Ce masque en forme de visage constituait la visière d’un casque gallo-romain. Arrien, auteur d’une Ars tactica vers 137 de notre ère, constitue la seule source antique mentionnant ces objets prestigieux : utilisés lors des entraînements de la cavalerie romaine, ils pouvaient être dorés, argentés et ornés de panaches.
De nombreux équipements du C2RMF ont été mis au service de l’étude de la visière. Une quinzaine de spécialistes du département Recherche et du département Restauration ont participé à cet ambitieux projet. Conçu comme une véritable enquête au cœur de la matière, il constitue le noyau de l’exposition « Face à face. Visière d’un cavalier romain » (musée d’Archéologie nationale - Domaine national de Saint-Germain-en-Laye, 22 janvier - 9 mai 2022).
L’étude s’est basée sur une imagerie scientifique de pointe. Des photographies sous rayonnement ultraviolet. ont révélé d’anciennes interventions effectuées sur la visière, tandis que des radiographies ont dévoilé l’incroyable décor de la coiffe. La visière a également bénéficié d’une photogrammétrie et d’une numérisation 3D, particulièrement utiles durant tout le processus de restauration.
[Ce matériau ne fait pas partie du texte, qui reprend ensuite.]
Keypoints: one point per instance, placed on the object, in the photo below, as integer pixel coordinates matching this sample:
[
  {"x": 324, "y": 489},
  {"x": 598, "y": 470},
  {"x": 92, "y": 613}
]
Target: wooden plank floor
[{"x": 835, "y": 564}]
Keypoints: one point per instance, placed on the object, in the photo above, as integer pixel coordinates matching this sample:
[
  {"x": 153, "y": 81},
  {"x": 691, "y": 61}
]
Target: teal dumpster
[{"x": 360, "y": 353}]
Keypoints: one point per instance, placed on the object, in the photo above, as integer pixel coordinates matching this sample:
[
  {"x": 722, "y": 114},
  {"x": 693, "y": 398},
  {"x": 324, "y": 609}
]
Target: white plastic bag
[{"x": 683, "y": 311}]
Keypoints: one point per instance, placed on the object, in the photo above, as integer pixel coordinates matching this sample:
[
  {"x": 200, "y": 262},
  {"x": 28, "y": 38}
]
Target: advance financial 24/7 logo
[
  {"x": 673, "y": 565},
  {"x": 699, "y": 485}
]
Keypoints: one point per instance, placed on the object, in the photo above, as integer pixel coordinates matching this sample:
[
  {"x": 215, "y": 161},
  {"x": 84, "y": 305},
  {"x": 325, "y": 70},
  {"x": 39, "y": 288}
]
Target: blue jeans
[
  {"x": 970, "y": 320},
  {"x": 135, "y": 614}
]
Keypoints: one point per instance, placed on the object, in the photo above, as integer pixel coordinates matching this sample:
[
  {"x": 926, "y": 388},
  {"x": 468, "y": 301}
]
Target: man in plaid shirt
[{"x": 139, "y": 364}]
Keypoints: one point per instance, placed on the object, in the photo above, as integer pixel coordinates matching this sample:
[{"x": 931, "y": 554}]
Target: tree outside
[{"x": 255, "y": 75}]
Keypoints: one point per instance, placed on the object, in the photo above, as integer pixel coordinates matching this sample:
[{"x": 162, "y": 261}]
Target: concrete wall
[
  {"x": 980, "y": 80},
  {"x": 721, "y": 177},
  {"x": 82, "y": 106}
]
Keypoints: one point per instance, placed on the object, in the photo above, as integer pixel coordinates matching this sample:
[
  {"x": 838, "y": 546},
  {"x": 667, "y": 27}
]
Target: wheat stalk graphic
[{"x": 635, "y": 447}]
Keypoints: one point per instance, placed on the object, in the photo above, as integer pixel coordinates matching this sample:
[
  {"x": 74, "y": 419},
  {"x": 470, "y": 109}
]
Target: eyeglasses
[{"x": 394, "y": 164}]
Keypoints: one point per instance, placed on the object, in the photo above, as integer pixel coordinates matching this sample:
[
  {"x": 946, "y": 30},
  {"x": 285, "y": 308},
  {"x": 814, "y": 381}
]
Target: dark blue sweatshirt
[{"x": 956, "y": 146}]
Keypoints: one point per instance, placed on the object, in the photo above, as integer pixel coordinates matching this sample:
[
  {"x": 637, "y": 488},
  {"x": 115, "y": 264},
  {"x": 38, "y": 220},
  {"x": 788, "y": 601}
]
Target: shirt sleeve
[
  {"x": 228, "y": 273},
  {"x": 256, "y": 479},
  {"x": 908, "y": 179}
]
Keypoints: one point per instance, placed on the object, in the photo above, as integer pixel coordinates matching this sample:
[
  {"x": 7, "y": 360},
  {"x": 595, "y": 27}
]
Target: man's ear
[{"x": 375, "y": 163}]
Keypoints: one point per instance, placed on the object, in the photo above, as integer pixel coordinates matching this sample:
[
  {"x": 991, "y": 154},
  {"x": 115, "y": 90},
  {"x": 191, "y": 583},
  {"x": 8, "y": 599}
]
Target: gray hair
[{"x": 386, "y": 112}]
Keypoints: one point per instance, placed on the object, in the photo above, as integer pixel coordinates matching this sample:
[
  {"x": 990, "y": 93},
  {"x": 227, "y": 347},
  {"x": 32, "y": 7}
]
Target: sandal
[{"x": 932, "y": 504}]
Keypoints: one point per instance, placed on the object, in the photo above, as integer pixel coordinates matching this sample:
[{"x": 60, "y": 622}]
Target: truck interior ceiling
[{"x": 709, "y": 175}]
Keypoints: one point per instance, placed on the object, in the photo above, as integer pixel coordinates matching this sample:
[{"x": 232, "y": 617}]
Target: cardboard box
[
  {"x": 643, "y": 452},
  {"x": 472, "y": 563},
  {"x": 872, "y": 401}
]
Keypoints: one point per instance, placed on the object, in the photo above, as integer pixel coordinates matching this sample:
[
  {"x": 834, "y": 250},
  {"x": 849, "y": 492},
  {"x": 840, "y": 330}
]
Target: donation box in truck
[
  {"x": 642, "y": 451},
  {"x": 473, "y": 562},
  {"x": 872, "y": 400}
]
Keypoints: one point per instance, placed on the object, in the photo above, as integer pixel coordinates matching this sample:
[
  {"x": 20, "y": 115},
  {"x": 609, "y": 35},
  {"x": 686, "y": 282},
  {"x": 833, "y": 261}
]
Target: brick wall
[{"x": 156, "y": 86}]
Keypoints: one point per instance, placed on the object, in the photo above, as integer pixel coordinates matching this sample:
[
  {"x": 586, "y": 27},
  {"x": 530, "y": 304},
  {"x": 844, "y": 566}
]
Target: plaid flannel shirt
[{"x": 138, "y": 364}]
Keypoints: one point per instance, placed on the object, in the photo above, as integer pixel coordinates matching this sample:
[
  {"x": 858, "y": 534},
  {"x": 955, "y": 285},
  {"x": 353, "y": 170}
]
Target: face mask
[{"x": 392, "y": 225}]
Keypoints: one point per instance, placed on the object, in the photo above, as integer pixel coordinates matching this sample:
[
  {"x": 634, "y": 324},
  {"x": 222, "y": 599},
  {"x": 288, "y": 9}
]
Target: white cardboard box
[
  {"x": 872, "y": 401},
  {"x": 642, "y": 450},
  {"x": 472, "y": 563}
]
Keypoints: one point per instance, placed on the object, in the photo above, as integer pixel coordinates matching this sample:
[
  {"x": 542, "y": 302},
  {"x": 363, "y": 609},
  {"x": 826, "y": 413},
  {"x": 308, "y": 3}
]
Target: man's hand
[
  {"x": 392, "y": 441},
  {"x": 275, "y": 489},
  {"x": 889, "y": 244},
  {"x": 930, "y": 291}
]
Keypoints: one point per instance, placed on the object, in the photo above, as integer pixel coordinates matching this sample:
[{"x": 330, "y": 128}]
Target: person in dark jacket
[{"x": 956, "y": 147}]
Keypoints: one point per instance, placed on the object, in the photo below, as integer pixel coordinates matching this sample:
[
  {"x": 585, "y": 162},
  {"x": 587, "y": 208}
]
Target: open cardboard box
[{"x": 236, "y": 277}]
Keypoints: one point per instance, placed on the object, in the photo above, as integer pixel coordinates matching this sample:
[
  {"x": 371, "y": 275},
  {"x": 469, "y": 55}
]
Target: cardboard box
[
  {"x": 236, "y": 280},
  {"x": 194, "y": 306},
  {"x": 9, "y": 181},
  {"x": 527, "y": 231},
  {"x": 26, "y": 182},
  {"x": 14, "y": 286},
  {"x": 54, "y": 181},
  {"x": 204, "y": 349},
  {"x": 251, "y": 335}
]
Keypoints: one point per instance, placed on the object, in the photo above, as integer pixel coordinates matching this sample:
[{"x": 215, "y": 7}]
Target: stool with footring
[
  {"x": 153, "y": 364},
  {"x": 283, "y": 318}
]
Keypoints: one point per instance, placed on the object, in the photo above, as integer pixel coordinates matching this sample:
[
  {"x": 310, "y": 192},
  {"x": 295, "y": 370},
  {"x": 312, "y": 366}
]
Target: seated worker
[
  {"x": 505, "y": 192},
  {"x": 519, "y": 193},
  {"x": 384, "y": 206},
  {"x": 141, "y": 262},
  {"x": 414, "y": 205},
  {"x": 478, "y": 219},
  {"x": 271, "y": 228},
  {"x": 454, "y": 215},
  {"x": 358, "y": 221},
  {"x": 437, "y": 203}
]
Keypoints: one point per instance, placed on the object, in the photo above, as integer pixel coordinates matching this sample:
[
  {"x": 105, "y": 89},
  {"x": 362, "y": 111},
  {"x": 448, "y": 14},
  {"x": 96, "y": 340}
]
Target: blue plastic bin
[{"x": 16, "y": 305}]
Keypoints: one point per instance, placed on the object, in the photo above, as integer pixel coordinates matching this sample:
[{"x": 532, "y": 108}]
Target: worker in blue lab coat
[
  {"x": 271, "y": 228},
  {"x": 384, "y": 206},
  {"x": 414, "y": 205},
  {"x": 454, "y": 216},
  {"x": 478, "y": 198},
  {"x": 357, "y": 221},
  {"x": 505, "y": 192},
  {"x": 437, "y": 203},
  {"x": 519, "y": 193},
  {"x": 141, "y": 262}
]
L’Accélérateur Grand Louvre d’Analyses Élémentaires (AGLAE), seul équipement de ce type au monde exclusivement dédié au patrimoine, a été mobilisé pour l’étude archéométallurgique. Associé à des analyses de fluorescence X et de microscope électronique à balayage (MEB), il a permis d’identifier le métal utilisé pour la visière et ses altérations. La restauration, effectuée en partie au sein des ateliers du C2RMF, a été l’occasion de formuler de nombreuses hypothèses relatives à l’histoire matérielle de l’œuvre. Des analyses d’adhésifs ont précisé la chronologie relative des différentes interventions anciennes. Des tests de comblement virtuels sur modèle 3D ont été réalisés. Enfin, des essais de datation au Carbone 14 ont été menés.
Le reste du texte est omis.